Why an umbilical effluent system?

An umbilical effluent system increases productivity, has less impact on the environment, and saves you money on maintenance by significantly reducing farmway traffic and loadweights.

They are also a safer option than towing heavily laden trailers around the farm.


An umbilical effluent system pumps effluent from the storage pond to where it’s needed, even if that is several kilometres away. The effluent flows through a large, flexible pipe to a specialist spreader and dribble bar mounted on the rear of a tractor. The tractor traverses the paddock as usual, towing the “umbilical” pipe behind.

Such a system can discharge at least 200,000L/hour, whereas a 20,000L tanker averaging three loads an hour would only manage 60,000L/hour.

Ikawai Dairies, in South Canterbury, switched to an umbilical system after having problems with blockages when discharging effluent through its pivot irrigators. The new system has made a huge difference to discharge levels. On Ikawai’s hill blocks it manages 200,000L/hour even when pumping 1.5km with a lift of up to 100m. On the flat the rate is more like 250,000L/hour. And all this on a 150hp John Deere with a 9-metre dribble bar.

One of the ways an umbilical effluent system helps you comply with environmental standards is through the design of its dribble bar. This uses hydraulics to give a consistent, measurable spread across the width of the bar. The system automatically records the amount of liquid spread, when it was spread and where, giving you proof of placement should regulators require it. The dribble bar also minimises odour and wind drift and ensures a more efficient uptake of nitrogen by placing the effluent directly on the ground, rather than spraying it into the air.

An umbilical effluent system increases productivity by saving you time. It has a discharge rate four times faster than a tanker system, which gives you the option of picking and choosing when best to empty the storage pond depending on weather and paddock conditions. Also, the umbilical pipe can take a more direct path to where the effluent is needed, rather than being constrained as a tanker is to following a designated roadway, which would add distance and time to the turnaround.

Another key benefit of an umbilical effluent system is the money to be saved by reducing traffic and loadweights on pasture and farmways. A fully laden 16,000-litre tanker and tractor weighs about 32 tonnes, whereas a tractor and spreader carrying reels of hose weighs about 12 tonnes.

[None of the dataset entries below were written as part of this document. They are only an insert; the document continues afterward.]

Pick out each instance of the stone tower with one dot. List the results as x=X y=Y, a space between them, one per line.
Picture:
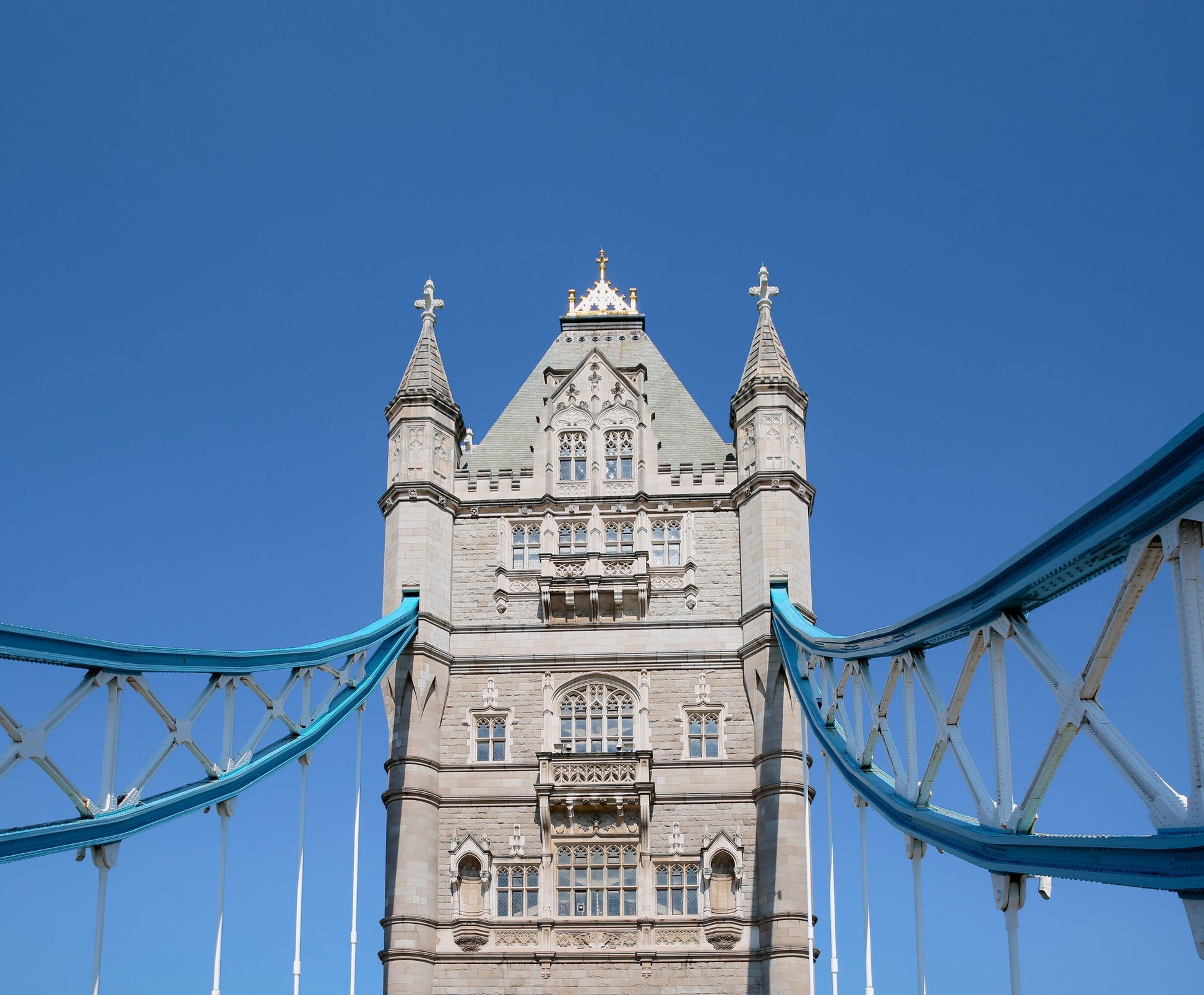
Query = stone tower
x=596 y=770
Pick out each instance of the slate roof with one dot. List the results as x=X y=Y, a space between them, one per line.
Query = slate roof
x=684 y=433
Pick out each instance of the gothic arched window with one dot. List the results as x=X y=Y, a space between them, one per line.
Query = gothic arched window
x=596 y=881
x=619 y=538
x=618 y=454
x=574 y=536
x=677 y=889
x=525 y=547
x=666 y=543
x=572 y=455
x=598 y=718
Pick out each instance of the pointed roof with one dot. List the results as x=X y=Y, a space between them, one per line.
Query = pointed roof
x=686 y=433
x=767 y=358
x=425 y=373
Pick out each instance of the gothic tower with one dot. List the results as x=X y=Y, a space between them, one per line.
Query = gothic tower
x=595 y=778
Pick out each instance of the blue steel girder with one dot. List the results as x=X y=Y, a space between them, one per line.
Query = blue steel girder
x=369 y=655
x=1132 y=520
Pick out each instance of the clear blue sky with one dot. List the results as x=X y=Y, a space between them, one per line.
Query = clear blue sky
x=989 y=235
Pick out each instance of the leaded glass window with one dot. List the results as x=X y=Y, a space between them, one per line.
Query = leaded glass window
x=572 y=538
x=677 y=889
x=525 y=547
x=666 y=543
x=517 y=887
x=596 y=881
x=598 y=718
x=618 y=454
x=619 y=538
x=703 y=734
x=572 y=455
x=490 y=739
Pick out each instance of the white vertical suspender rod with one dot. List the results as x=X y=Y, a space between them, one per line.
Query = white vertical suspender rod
x=862 y=805
x=832 y=959
x=807 y=832
x=356 y=845
x=104 y=857
x=225 y=810
x=296 y=937
x=306 y=682
x=915 y=852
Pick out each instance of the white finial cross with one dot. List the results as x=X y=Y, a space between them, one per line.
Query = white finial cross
x=763 y=292
x=429 y=303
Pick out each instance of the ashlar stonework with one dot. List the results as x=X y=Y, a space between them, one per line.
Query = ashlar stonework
x=596 y=769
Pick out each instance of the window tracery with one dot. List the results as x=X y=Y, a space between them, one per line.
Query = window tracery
x=490 y=739
x=598 y=718
x=517 y=887
x=677 y=889
x=572 y=455
x=618 y=454
x=596 y=881
x=574 y=538
x=525 y=547
x=666 y=543
x=621 y=538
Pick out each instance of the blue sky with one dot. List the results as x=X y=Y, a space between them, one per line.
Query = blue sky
x=989 y=233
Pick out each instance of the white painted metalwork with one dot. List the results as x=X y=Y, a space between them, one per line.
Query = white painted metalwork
x=29 y=743
x=225 y=810
x=105 y=858
x=1075 y=694
x=832 y=958
x=915 y=851
x=356 y=843
x=296 y=937
x=865 y=893
x=1009 y=899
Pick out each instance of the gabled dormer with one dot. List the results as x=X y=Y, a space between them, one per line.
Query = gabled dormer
x=595 y=430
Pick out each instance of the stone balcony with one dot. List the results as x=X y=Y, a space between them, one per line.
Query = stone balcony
x=594 y=586
x=587 y=795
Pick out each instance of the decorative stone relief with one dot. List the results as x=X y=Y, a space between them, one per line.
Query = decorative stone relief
x=676 y=936
x=517 y=939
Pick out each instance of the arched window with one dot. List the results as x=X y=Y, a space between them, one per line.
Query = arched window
x=525 y=547
x=572 y=538
x=723 y=877
x=491 y=738
x=677 y=889
x=598 y=718
x=619 y=538
x=703 y=734
x=572 y=455
x=618 y=454
x=596 y=881
x=666 y=543
x=470 y=885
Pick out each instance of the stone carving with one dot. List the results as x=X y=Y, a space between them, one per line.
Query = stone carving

Where more than one tanker is working on a site there are safety issues as well – tractors having to pass each other by pulling over to the edge of narrow tracks, for example.

The lighter weight of a tractor and umbilical hose also considerably lessens soil compaction, which helps reduce water runoff and increase crop yield. Gateways in particular benefit. These soon become damaged from tankers coming and going, whereas an umbilical system goes through the gate only twice – once in and once out.

As you can see, an umbilical effluent system is a more productive, efficient and environmentally sustainable way to get your herd’s liquid gold to where it is needed and keep it away from where it is not.